The spacecraft these astronauts launch aboard “will have to provide them everything they need for basic survival, but even more than that, because we expect them to be capable of doing a job — a job that has cognitive demands, a job that has physical demands,” said Jennifer Fogarty, the chief scientist with NASA’s Human Research Program (HRP).
The major stressors are altered gravity fields, hostile closed environments, radiation, isolation/confinement and distance from Earth. The HRP is tasked with analyzing these stressors and developing strategies. They are trying their best by creating these environments on Earth and performing various tests to monitor the mental and physical condition of the astronauts.

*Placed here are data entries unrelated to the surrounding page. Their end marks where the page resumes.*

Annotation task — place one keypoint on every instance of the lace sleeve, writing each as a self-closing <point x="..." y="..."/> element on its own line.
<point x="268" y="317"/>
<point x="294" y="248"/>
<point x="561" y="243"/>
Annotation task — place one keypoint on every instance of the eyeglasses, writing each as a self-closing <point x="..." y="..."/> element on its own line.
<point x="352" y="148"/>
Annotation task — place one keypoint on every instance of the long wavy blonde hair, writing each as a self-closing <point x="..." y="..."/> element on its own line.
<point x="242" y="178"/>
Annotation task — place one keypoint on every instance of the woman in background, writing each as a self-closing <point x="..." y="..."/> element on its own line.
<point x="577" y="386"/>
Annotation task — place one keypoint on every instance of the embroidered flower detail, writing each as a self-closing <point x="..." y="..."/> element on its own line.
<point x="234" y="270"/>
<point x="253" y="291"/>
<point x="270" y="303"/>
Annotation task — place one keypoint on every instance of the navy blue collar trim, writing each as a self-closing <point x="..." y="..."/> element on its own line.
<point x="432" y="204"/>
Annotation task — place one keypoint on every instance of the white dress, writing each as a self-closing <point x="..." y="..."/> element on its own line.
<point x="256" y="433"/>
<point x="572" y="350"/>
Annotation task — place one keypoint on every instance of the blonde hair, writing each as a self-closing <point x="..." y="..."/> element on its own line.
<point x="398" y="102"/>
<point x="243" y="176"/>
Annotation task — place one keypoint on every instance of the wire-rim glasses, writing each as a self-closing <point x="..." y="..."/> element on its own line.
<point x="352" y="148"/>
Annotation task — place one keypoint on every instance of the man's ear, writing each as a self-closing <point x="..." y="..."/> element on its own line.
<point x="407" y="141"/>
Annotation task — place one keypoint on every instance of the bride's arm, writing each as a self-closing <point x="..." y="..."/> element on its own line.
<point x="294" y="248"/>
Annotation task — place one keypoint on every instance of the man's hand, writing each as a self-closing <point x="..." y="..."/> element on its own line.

It is really hard to find the exact toll these can have. Tests such as radiation are conducted on lab animals but various others such as microgravity are not since they are not feasible. There are some other immediate concerns such as the risk for cancer in the future, as the doses received by the astronauts will be high enough to damage their central nervous system. Another major problem might be SANS space flight associated neuro ocular syndrome, also known as visual impairment/intracranial pressure (VIIP). These could cause long-lasting vision problems.
“SANS right now in low Earth orbit is very, very manageable and recoverable, but we don’t know the system well enough to predict whether it will remain that way for something like an exploration mission,” Fogarty said. “So, this is one of the highest-priority physiological areas that we’re studying right now.”
NASA isn’t looking directly at dropping astronauts at Mars for now. They are concentrating more on the moon and ways it will help astronauts move to Mars.